Cannot wait to set up a ramp in front of my house! Check out the jumps!

Sunday, April 11, 2010

Boston Marathon Makes You Hungry

In 8 days I will be running my first Boston marathon.
From everything I have heard, Boston is an extra special marathon, different than all the others.

My sister alerted me to this list of very important tips that was sent out to all participants:

2010 Boston Marathon One Week to Go Tips & Strategies

Apparently, one special thing about Boston is that it will make you very, very hungry, because 6 of the 9 tips involve eating.

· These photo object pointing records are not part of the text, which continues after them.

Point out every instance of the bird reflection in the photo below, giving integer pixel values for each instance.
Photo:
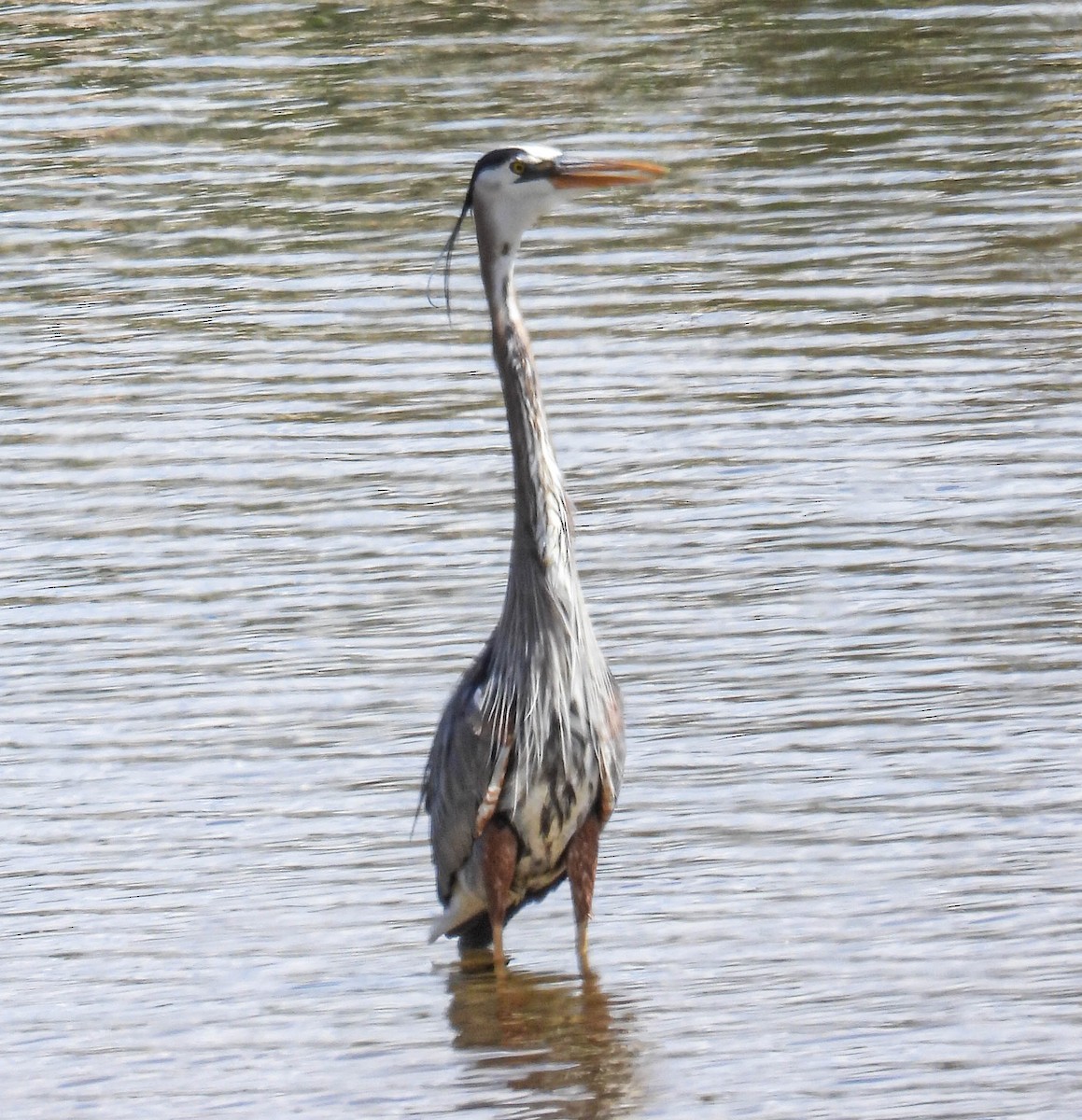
(561, 1044)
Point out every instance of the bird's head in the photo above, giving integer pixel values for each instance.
(512, 188)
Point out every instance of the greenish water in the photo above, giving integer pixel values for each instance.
(817, 396)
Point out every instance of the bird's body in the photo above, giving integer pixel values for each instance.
(527, 757)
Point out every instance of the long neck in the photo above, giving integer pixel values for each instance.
(543, 519)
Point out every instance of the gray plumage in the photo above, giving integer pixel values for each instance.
(532, 737)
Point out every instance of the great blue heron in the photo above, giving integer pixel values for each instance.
(528, 754)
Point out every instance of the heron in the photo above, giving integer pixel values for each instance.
(527, 757)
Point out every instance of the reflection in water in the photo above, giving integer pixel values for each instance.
(564, 1043)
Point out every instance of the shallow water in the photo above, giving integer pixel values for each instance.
(817, 396)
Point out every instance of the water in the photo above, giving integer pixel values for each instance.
(817, 396)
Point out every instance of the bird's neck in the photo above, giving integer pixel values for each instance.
(543, 518)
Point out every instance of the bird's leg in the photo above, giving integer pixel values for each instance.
(582, 871)
(499, 858)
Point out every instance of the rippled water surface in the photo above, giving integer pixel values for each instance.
(818, 398)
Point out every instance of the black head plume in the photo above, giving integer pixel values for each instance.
(492, 160)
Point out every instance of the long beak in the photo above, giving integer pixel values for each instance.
(576, 173)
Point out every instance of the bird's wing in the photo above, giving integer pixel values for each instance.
(465, 773)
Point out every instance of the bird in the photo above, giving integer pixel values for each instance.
(527, 757)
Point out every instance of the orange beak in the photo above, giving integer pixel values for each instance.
(572, 172)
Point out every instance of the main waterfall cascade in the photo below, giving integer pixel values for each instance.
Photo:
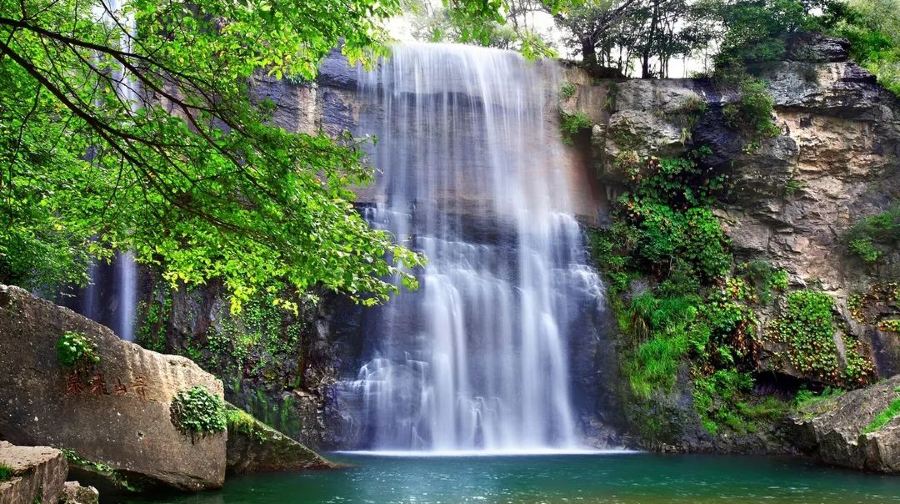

These are great tips, because it provides a lot great facts I didn't know.

For example:

Tip#5 - At what point of the marathon are you at great risk of getting hungry and dehydrated, and should carry fluid and fuel with you?
Mile 22? After the race?
NO. At the marathon expo! That's right you should make sure you wear your fuel belt, and pin several Gu to your clothes before you go to pick up your race bib.

Tip#2 - The week before, carry food with you at all times. I plan on getting a tray I can strap to the front of me so I can continue to eat my pasta dinner as I go to the bathroom.

Tip#3 - What's the first thing to do when you arrive in Boston? Relax? See the sites? Pick up your bib? NO! For God's sake, find a grocery store!

Saturday, April 10, 2010

Cary Road Race 10K PRs!

Shannon and I ran the Cary Road Race 10K this morning, and we both set a whole bunch of new PRs!
I set a personal record by eating 8 slices of bread from the Great Harvest Bread Company.
This breaks my previous record of 5, set last year. What makes this more astounding is that I also ate an apple, a banana and almost 2 bagels.
Our friend Bob Sites took this great
picture while he was running the 10K
We also set a record time of 4-1/2 hours for a 10K, spending almost 3 hours hanging around afterwards for the awards ceremony and catching up with friends.

Shannon had a great race, setting a PR of PRs. Her time of 43:51 for the 10K ranked a 70.2% on the age graded scale, breaking 70% for the first time ever! 

I did not do so well. Out of the 3 guys wearing the Brooks Launch red and orange shoes, I came in last place. I will be going out today to find those Hello Kitty racing flats.

I did, however, set a new PBOR (Personal-Body-Odor-Record) , managing to offend even my own dull senses.

Shannon took a bunch of pictures of the 10K and 5K which are here.